This node setup closely resembles the one in our server’s flake, with the difference that we are using hello-world user instead of root and in the profile activation script, we use deploy-rs.lib.x86_64-linux.activate.custom which allows us to specify a custom activation script. In our case, we invoke activate script from our profile.

Now, let’s add deploy.nodes for master and develop branches:

deploy = {
  nodes = {
    hello-world-master = mkNode {
      branch = "master";
      port = 3000;
    };
    hello-world-develop = mkNode {
      branch = "develop";
      port = 3001;
    };
  };
};

Additionally, we include pkgs.sops, pkgs.age, and deploy-rs.packages.${system}.deploy-rs to devShell and define checks flake output, which includes our prettier-check and deploy-rs checks:

checks.x86_64-linux = { inherit prettier-check; } // deploy-rs.lib.${system}.deployChecks self.outputs.deploy;

To set up our CI/CD pipeline for deploying our profiles, we use self-hosted GitHub runners with nix available. Here is the CI configuration:

Click to expand main.yaml
name: hello-world-app CI/CD
on:
  pull_request:
  push:
    branches:
      - master
      - develop
jobs:
  check:
    runs-on: [self-hosted]
    steps:
      - uses: actions/checkout@v4
      - name: setup cachix
        uses: cachix/cachix-action@v12
        with:
          name: hello-world-cache
          authToken: ${{ secrets.CACHIX_TOKEN }}
      - name: build website
        run: nix build -L .#hello-world-app
      - name: check prettier
        run: nix build -L .#checks.x86_64-linux.prettier-check
        if: success() || failure()
      - name: check deploy schema
        run: nix build -L .#checks.x86_64-linux.deploy-schema
        if: success() || failure()
      - name: check deploy activate
        run: nix build -L .#checks.x86_64-linux.deploy-activate
        if: success() || failure()
  deploy-branch:
    needs: check
    if: ${{ github.ref == 'refs/heads/master' || github.ref == 'refs/heads/develop' }}
    runs-on: [self-hosted]
    steps:
      - uses: actions/checkout@v4
      - name: setup cachix
        uses: cachix/cachix-action@v12
        with:
          name: hello-world-cache
          authToken: ${{ secrets.CACHIX_TOKEN }}
      - uses: webfactory/ssh-agent@v0.7.0
        with:
          ssh-private-key: ${{ secrets.SSH_PRIVATE_KEY }}
      - name: deploy
        run: nix develop -c deploy .#hello-world-${GITHUB_REF##*/} --skip-checks

In this setup, there are two jobs: check for CI and deploy-branch for CD. In both of these jobs, we use cachix/cachix-action to cache nix builds. It’s highly recommended to setup a nix cache for your CI.

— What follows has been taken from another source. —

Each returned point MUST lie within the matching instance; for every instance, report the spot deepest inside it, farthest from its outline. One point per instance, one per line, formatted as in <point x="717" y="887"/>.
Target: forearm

The check job is the CI part where we build our website and run all checks from the flake. The deploy-branch job is the CD part where we actually deploy the website on the pushes to the master and develop branches.

We utilize webfactory/ssh-agent to setup an SSH agent with the private key provided in secrets.SSH_PRIVATE_KEY. This private key should match the public one specified in openssh.authorizedKeys.keys for the hello-world user in the server configuration. Additionally, your server should be added to known_hosts on the server where you host GitHub runners. Alternatively, you can remove host checking with deploy.node.hello-world-<branch>.sshOpts = [ "-o" "StrictHostKeyChecking=no" ] or using the CLI option of deploy-rs: --ssh-opts "-o StrictHostKeyChecking=no".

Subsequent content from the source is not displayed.